While Nissan has stated that the delay is to avoid having the launch be distracted by the troubles of their former CEO, supporters of Ghosn — who view him as having been a driving force for Nissan’s electrification plans, and have called his arrest and ouster a hatchet job — have expressed concern that this was a final slap in the face. Nissan’s relationship with Ghosn has long been strained, due to the lopsided impositions on Nissan during the formation of the Renault-Nissan alliance.
No new timeline for the launch of the E-Plus has been given.
** V1 CCS stations — assuming Nissan switches to CCS — are limited to 200A, and thus around 70-80kW for vehicles with typical voltages. V2 stations (max 500A, cooled cables) would be required to reach the full potential. Additionally, charge rates (mph) are not linear with power, but also have to factor in drivecycle efficiency.
GM announces massive plant closures and layoffs; plans to refocus on electric vehicles and autonomy
When trading of a company’s stock gets frozen, you know that the announcement that caused it is big news. And that’s exactly what happened with GM today.
GM is cutting 15% of its salaried workforce, closing factories in Michigan, Ohio, Maryland and Canada, and killing off several passenger cars. While GM’s finances have been uncertain (although not to the extent of Ford’s), this move will majorly shore up their balance sheet. And what do they plan to use that money for? Ostensibly, for: “a new business model that embraces electrified and automated vehicles, many of which will be shared rather than owned”.

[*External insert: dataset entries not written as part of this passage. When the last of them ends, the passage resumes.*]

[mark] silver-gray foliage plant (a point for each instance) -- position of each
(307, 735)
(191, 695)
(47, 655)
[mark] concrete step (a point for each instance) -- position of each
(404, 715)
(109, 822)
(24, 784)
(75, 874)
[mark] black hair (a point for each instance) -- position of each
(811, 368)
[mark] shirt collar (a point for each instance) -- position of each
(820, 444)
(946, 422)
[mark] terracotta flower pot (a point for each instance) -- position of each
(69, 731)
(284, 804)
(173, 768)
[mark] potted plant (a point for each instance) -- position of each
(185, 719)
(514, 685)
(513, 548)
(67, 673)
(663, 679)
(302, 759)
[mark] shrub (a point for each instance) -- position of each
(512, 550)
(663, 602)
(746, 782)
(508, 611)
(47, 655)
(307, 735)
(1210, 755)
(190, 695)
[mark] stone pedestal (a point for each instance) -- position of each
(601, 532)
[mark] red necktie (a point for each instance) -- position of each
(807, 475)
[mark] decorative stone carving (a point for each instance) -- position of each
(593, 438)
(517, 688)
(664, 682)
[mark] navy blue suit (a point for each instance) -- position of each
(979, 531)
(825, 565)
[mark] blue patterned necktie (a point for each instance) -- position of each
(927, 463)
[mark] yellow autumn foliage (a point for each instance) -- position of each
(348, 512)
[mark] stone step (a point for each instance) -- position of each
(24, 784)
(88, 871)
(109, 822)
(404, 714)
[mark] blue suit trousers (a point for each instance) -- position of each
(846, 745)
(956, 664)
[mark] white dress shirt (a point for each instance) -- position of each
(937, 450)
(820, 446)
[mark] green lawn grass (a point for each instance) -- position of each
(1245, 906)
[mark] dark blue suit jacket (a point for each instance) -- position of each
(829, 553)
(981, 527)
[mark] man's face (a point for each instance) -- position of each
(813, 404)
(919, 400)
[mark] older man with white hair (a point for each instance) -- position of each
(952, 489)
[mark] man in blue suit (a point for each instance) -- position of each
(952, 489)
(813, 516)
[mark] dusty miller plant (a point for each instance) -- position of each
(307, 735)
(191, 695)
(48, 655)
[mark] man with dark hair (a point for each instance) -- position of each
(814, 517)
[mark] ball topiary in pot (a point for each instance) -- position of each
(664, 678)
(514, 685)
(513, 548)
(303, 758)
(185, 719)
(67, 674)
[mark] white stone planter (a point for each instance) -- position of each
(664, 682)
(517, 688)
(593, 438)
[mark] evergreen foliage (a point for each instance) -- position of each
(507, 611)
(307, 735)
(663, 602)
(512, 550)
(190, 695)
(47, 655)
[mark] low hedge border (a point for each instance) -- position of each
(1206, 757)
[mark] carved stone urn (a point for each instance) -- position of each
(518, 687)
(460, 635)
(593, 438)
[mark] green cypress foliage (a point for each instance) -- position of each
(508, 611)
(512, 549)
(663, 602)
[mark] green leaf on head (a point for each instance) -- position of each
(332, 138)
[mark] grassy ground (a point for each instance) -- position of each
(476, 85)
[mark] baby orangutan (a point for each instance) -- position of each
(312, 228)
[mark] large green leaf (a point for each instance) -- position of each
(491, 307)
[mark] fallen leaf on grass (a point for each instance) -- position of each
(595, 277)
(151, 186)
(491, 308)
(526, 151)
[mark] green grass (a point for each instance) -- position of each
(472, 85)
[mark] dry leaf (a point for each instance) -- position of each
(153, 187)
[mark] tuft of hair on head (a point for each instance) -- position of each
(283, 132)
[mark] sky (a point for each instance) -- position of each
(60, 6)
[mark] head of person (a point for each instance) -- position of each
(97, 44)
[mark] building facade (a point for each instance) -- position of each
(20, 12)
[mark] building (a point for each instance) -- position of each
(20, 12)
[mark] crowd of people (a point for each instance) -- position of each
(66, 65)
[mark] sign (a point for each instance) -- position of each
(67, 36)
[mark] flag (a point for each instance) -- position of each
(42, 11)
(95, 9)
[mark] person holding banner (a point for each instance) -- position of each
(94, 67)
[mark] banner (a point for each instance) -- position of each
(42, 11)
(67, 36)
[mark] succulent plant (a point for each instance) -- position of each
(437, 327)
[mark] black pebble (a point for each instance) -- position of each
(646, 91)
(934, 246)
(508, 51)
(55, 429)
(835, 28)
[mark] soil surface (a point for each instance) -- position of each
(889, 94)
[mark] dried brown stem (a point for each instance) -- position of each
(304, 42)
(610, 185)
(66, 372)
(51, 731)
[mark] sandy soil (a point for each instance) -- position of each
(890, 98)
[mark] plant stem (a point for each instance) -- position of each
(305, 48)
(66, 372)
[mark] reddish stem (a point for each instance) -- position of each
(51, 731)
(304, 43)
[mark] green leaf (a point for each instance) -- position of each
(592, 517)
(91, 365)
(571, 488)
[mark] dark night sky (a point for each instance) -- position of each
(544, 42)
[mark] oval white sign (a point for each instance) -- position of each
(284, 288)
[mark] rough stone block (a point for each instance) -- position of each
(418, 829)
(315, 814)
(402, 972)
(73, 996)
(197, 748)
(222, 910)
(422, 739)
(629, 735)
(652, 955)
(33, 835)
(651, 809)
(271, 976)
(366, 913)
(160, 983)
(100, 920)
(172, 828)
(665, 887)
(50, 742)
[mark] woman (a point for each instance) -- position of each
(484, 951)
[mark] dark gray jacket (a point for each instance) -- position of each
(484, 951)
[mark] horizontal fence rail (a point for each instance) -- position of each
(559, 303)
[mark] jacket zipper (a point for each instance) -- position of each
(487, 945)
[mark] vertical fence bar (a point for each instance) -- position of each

GM’s stock surged on the announcement, and at the time of writing is up 6%.
This is great news. While the Chevy Bolt (Opel Ampera-E in Europe) has range, it’s been a severe laggard in sales; for the past three months it’s averaged a tenth the sales of the (currently well more expensive) Tesla Model 3. On the face of it, it has a number of things going for it, including a 238 mile EPA-combined range and an acceleration that beats all of its non-Tesla competitors; however, slow charging and econoboxy styling have limited its sales in markets where its available. But more critically, availability has been limited — easy to acquire in ZEV states, much more difficult in non-ZEV states, and with the Ampera-E being practically a no-show in most European markets. This classifies it as a “compliance car”, suggesting that GM has struggled to achieve profitability on the vehicle.
If GM sticks with its stated goal, however — and this is a big “If” – it will now have the funds to make profitable, mass-appeal electric vehicles. Because at the base of it, profitable EVs all come down to money invested. New EV platforms are expensive. Battery plants are expensive. R&D is expensive. Infrastructure is expensive. The larger the scale you tool for, the lower your unit costs. If GM puts forth serious money towards this effort, they could be taking a large leap forward over the next several years.
There’s one dark cloud to this GM news, however. One of the to-be-shuttered plants is the Detroit Hamtramck plant. This happens to be the plant where the Chevy Volt is manufactured. GM has now confirmed that this is the end of the Volt; its production will be terminated in March.